Here’s an overview of his housing policy, if elected;
Labor would commission the construction of 250,000 new affordable homes, designed for; Low-income, working families and Australians at risk of loneliness and homelessness. The homes would be fully accessible with a universal design for all ages and for people with disability and be more energy efficient.
If investors construct new properties and place them for rent at 20% under market value, a subsidy of $8,500 a year for 15 years would be available for the investor.
Labor will reform negative gearing and capital gains tax on residential investment housing by limiting negative gearing to investment in new housing and halving the capital gains tax discount to 25%.
Labor will ban Limited recourse borrowing by self-managed superannuation funds for housing investment.
Labor will double the foreign investment application fees which currently apply to foreign investment in new residential property.
It’s quite clear Labor’s policy hasn’t been thought through or future proofed to ensure housing affordability is actually considered for both the short and long term. Sure, building another 250,000 homes would be helpful, but that’s across the whole of Australia, not a major city. So, the impact at a state level is going to be minimal.

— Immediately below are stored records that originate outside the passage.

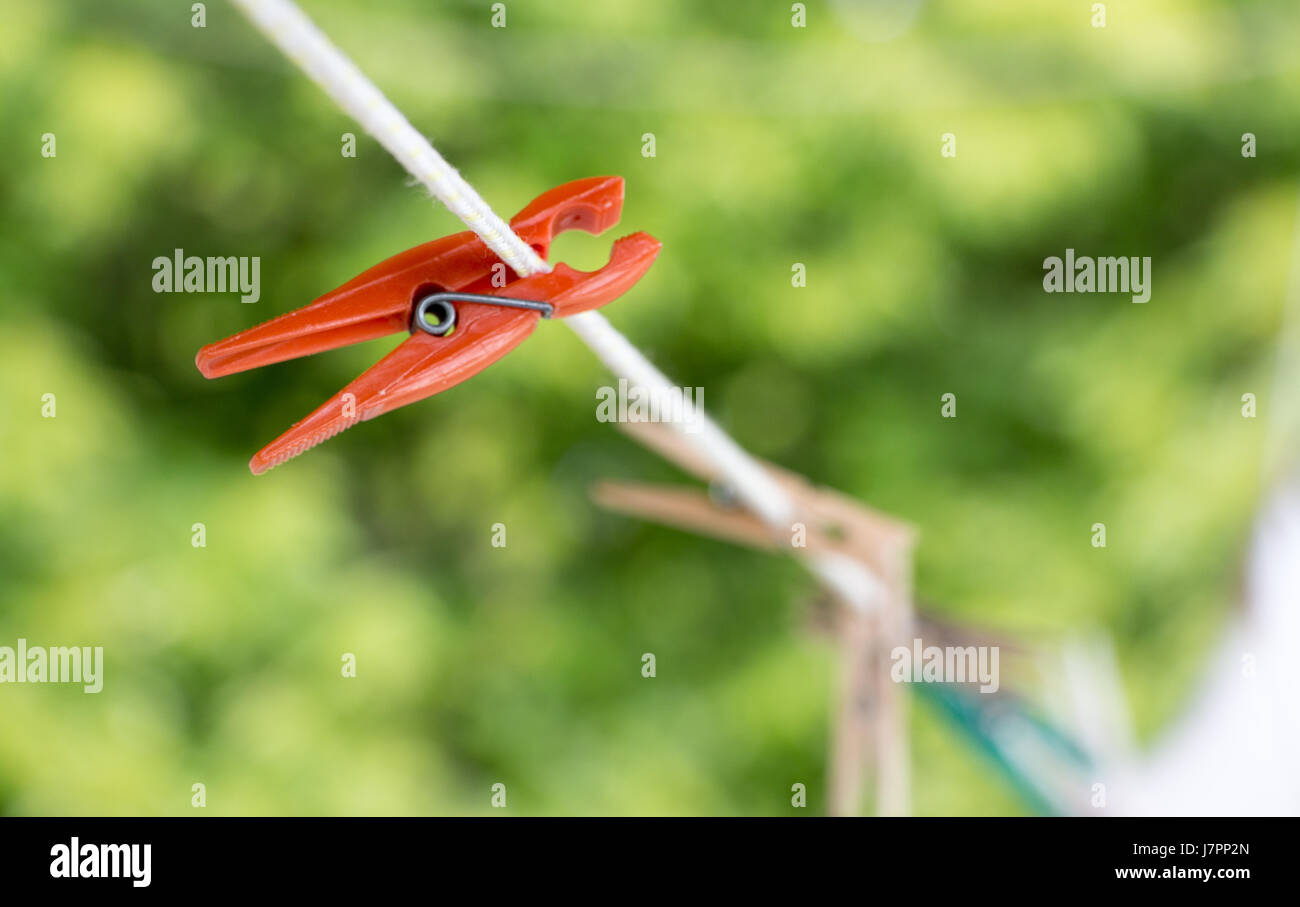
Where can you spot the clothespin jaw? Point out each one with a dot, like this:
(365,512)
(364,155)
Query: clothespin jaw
(463,307)
(833,523)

Let’s look at the issues in more detail.
Labor to commission the construction of 250,000 new affordable homes
I’m confused already… Labor to ‘commission’ or is it ‘Investors to construct’? There is a big difference – and it’s all about who takes the risk. If the property investor is to engage the builder, council approval, construction loan and mortgage whilst meeting the ‘universal’ design attributes – it’s the property investor who takes all the risk. Plus they have to cover the mortgage during construction. Or if Labour commissions them to be sold completed by a property developer, investors take the risk of buying off the plan with values potentially dropping before they are completed.

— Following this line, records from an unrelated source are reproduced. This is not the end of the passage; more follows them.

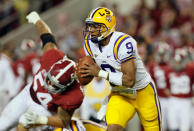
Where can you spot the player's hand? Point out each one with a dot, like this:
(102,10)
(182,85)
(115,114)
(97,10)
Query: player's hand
(102,113)
(32,118)
(33,17)
(89,70)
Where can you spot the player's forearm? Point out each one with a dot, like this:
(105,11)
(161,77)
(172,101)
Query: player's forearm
(128,81)
(42,27)
(55,121)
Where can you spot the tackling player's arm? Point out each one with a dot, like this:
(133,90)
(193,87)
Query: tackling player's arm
(126,77)
(65,116)
(32,119)
(44,31)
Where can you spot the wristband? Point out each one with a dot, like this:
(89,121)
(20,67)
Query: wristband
(116,78)
(47,37)
(42,120)
(103,74)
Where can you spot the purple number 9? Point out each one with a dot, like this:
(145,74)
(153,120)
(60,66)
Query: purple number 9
(107,66)
(129,47)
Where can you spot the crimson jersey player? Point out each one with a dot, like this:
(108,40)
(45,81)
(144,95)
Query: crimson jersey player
(159,71)
(181,79)
(70,99)
(54,89)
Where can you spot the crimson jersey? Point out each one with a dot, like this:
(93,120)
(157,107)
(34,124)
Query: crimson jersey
(69,100)
(181,82)
(159,73)
(31,63)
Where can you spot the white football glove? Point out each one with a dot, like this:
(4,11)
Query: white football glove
(31,118)
(101,113)
(33,17)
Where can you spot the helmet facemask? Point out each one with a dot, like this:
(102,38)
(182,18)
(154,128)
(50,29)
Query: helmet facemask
(53,86)
(100,23)
(60,77)
(96,31)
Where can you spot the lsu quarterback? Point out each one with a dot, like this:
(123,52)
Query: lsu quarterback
(117,60)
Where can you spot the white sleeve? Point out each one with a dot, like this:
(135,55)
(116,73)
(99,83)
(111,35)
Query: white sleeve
(127,50)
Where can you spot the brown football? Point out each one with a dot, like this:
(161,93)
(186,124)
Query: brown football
(84,80)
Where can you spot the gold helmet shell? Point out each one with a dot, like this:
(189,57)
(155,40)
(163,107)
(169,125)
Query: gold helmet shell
(106,18)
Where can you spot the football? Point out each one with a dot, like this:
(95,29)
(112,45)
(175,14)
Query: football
(84,80)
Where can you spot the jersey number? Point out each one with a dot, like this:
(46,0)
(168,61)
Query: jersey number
(107,67)
(129,47)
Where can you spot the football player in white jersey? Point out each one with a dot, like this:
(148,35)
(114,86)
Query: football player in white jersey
(117,60)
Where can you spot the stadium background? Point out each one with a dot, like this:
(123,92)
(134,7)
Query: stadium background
(149,21)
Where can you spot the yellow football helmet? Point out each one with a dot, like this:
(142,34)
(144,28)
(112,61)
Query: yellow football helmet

Investors to rent properties for 20% less than market value to receive subsidy for 15 years
Another risky move for investors. Are low-income tenants the preferred type for your investment property? Will there be an increased risk of missed rental payments, and will the investor ever be able to increase rents as the market changes or if mortgage interest rates increase? Will every investor receive $8,500 a year, or is it a tiered subsidy based on the rental amount or property valuation? If the investor has to sell the property within the first 15 years, the subsidy doesn’t apply to the new purchaser as the property is now second-hand. So, it’s likely the rental will increase back to the market value or more, so the new investor can cover their costs. We’ll see investors locked into their property for 15 years for fear of not being able to sell the property.
Negative gearing for new properties only
If negative gearing only applies to brand new properties, there is absolutely no incentive for investors to purchase second hand properties. Again, increasing the risk for the investor buying a new property, knowing if they need to sell later on, finding a buyer will be increasingly difficult.

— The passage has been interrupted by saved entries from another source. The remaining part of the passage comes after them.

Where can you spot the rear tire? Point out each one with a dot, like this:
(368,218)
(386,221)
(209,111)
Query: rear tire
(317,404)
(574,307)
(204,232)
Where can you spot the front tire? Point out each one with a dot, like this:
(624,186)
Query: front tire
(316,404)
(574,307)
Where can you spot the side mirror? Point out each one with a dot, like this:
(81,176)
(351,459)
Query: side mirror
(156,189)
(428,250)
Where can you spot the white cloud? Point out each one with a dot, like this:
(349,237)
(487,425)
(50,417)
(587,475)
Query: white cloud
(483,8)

Capital gains tax discount reduced to 25%
Think about a person earning $90,000 a year who makes a capital gain of $100,000 on their investment property. Under the existing system they would pay tax of $19,500. Under Labor’s new policy the tax would increase to $29,250. This will further restrict investors from selling and the notion that most people buy investment properties for their retirement is ludicrous. There needs to be constant turnover of properties in the property market to ensure people have the opportunity to buy, otherwise we’ll be facing even bigger problems later on.
Labor to ban Limited recourse borrowing by self-managed superannuation funds (SMSF)
SMSF lending isn’t just for the wealthy. It provides opportunities for families and individuals to get into the property market in other regions without having to tap into their personal income. It also enables small business to buy a commercial property for their own business to operate out of. Over the last few years, there have been restrictions placed on SMSF lending to slow down this segment, including higher LVRs and liquidity ratios for the super fund. Also, property is one of the safest asset classes for a super fund to invest in, rather than stocks, shares and derivatives.
Labor will double the foreign investment application fees
Sure, foreign investment reached a peak that we were all uncomfortable with. But Australian’s also made a serious amount of money by selling their properties to foreign buyers. There are already many restrictions, high application fees, tighter lending and controls around foreign investment purchases in Australia, so this attempt by Labor is well and truly an afterthought.
If you are a property investor or are thinking about buying your first investment property, picture yourself dealing with the above policy changes. Does your investment still appear to be a good idea? If you currently rent, have a think about whether your landlord would decide to keep their investment property with these changes looming.
We know, as business owners, home owner, property investor and SMSF property owners, these policies scare us. They are catastrophic to the property market, businesses, investors and renters.